Continuing with the hierarchy of Angels in Christian mythology, we arrive at the choir of the Virtues. Beneath the First Sphere (containing Seraphim, Cherubim and Thrones) is the Second Sphere of Angelic Choirs, functioning as celestial government. While the Dominions (the chiefs of this sphere) act as lords over the lower angels, the Virtues supervise the movements of heavenly bodies themselves, ensuring that the cosmos stays on track and keeps on… cosmosing. They’re credited with the ability to control the elements, and keep the planets and stars on their appointed routes.

Dionysius the Areopagite believed that the Virtues were constantly channeling the divine power and energy of God into the universe itself, and into humankind, giving them a tiny taste of the “source of virtue.”

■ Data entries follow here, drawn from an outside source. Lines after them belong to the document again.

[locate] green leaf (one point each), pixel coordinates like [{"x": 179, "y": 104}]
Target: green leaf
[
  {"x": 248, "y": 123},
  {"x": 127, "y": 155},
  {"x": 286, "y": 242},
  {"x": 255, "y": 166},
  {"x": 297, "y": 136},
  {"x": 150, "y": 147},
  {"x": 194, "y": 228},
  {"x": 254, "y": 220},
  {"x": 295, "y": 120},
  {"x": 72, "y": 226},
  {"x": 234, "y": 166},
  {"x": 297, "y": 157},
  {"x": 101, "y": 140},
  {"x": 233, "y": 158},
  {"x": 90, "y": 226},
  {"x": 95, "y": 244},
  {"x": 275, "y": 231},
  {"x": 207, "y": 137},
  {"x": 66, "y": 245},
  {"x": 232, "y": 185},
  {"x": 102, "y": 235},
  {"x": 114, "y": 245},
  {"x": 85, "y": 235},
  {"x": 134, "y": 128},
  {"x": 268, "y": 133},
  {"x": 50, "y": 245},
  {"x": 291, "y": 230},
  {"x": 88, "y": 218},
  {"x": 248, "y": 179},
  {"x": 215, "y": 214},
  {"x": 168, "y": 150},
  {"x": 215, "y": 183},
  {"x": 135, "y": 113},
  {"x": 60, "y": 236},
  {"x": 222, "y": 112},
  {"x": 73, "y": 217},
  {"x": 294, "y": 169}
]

Virtues, like Thrones, are a strange bunch. It seems that by the virtue of their very existence they keep the universe working the way the Christian God/Yahweh planned it (Note: we link to Yahweh, the original conception of the Hebrew monotheistic God, though the God of the Christians and the New Testament certainly has notable differences in temperament, attitude, worship criteria). Some texts believe that Virtues and Thrones were originally the same divine beings, though later deuterocanonical texts desired nine tidy choirs. 

We don’t know what the Virtues look like, exactly, but there’s a chance that they look like their brothers in the higher sphere, the Thrones, whirling wheels of fire and eyeballs. There’s also the chance that they’re the most formless and metaphysical of all the Angels, existing in the Aether beyond even the sight of their brethren. Some more recent Catholic sources state that each choir takes the form of a beautiful, winged, humanlike creature, (the picture of angels we’re used to) with accessories and gear befitting their choir.